Brown points to the Flood of 1997, changes at the nearby Air Force base, the 2008 recession and cuts at UND as strong headwinds his administration has had to work against. And he thinks a comparison to stronger workforce growth in other cities – with other situations – is unfair.

“I don’t think it’s a stagnant workforce. I don’t think we’re Fargo or Bismarck. I think we’re Grand Forks,” he said. “And in spite of that, we’re retaining youth age 25-39 at 15 percent, and 30-34 year olds at 22 percent, which is twice the national average. I think to compare ourselves is unfortunate, because we’re not competing with Bismarck or Fargo. We’re competing to be the best Grand Forks we can be.”

Brown lists plenty of priorities on his website, from “senior initiatives” to “downtown engagement and revitalization.” And in interviews, he’s expressed interest in fostering a downtown tech-business campus, development at the Herald building and more focus on public art. But unlike at least one rival, Brown has not released a more lengthy policy paper, and his campaign has not waded very far into the minutiae of government.

This is Brown’s model of leadership. It’s not his style to issue a detailed policy plan, and when he recounts his successes, he doesn’t tell them in terms of special assessments or in tax incentives. Instead, he talks about building relationships with UND, with county government, or about dreaming big in a State of the City Speech.

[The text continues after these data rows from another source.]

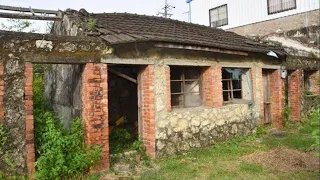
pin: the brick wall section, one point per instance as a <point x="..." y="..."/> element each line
<point x="1" y="93"/>
<point x="148" y="109"/>
<point x="212" y="87"/>
<point x="95" y="109"/>
<point x="28" y="99"/>
<point x="256" y="74"/>
<point x="294" y="95"/>
<point x="277" y="99"/>
<point x="168" y="88"/>
<point x="314" y="83"/>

This can have odd consequences, like the mayor taking credit for interest in building a downtown hotel and events center – a matter of private investment. But Brown insists that it’s his vision that got the city there.

“I take credit for creating the environment that these things could grow in,” he said. “And it’s so funny, I’ve been compared to water: you don’t know it’s gone until you don’t have it. .. My leadership style is to empower, and that creates much more than if I were to micromanage and say, ‘I want this, I want that.’ No, I’m throwing the ball. You guys take it.”